Así que prosiguieron los preparativos; y llegó el capitán Lennox con noticias de Edith y del niño; y Margaret descubrió que le sentaba bien la conversación anodina y despreocupada de alguien que, aunque amable, no era un simpatizante demasiado cariñoso y preocupado. Se animó; y a la hora que sabía que podía llegar Higgins, consiguió salir de la sala tranquilamente y esperar en su habitación la llamada esperada.
—¡Ay! —dijo él en cuanto entró ella—, ¡pensar que su señor padre haya muerto así! Casi me caigo de espaldas cuando me lo dijeron. «¿El señor Hale? —pregunté—. ¿El que era clérigo?». «Sí», me dijeron. «Entonces ha muerto el hombre mas bueno que haya vivido en este mundo, sean quienes sean los demás». Y vine a verla para decirle cuánto lo sentía, pero las mujeres de la cocina no quisieron avisarla. Me dijeron que estaba usted enferma; y que me aspen, pero no parece usted la misma. Y va a ser una gran dama en Londres, ¿verdad?
—Una gran dama no —dijo Margaret esbozando una leve sonrisa.
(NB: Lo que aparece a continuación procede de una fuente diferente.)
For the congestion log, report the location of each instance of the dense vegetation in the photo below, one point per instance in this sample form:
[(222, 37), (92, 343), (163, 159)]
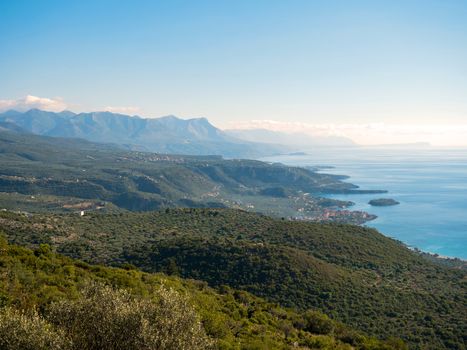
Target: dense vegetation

—Bueno, Thornton me dijo, va y me dice hace un par de días: «Higgins, ¿ha visto a la señorita Hale?». «No —le digo yo—, hay una manada de mujeres que no me dejan verla. Pero puedo esperar el momento oportuno si está enferma. Ella y yo nos conocemos muy bien. Y ella sabe lo mucho que siento la muerte de su señor padre y no va a dudarlo sólo porque no pueda entrar a decírselo». Y él me dice: «No tendrá mucho tiempo de verla, amigo, no va a quedarse con nosotros un día mas si puede evitarlo. Tiene parientes importantes y se la llevan. Y no la veremos más». «Señor —le dije yo—, si no la veo antes de que se vaya, procuraré ir a Londres la próxima Pascua de Pentecostés. Nadie va a impedirme decirle adiós, por muy pariente suyo que sea». Pero sabía que vendría, ya lo creo. Sólo hice ver que pensaba que se iría de Milton sin verme para seguir la corriente al patrón.
—Tiene razón —dijo Margaret—. Me conoce bien. Y estoy segura de que no se olvidará de mí. Aunque no me recuerde nadie más en Milton, estoy segura de que usted lo hará; y a papá también. Usted sabe lo bueno y lo cariñoso que era. ¡Mire, Higgins! Ésta es su Biblia. La he guardado para usted. Me cuesta separarme de ella; pero sé que a él le gustaría que la tuviera usted. Estoy segura de que la cuidará y la leerá con atención, lo hará por él.
—No lo dude. Lo haría aunque fueran los garabatos del mismísimo diablo y me pidiera que los leyera por usted y por su padre. ¿Qué es esto, muchacha? No me gusta aceptar su dinero, ni se le ocurra. Hemos sido grandes amigos sin que pasara entre nosotros el ruido del dinero.
—Es para los niños, para los niños de Boucher —se apresuró a decir Margaret—. Tal vez les haga falta. No tiene derecho a rechazarlo por ellos. A usted no le daría un penique —añadió sonriendo—; no crea que es para usted.
—¡Bueno, muchacha! Sólo puedo decir gracias, bendita sea y amén.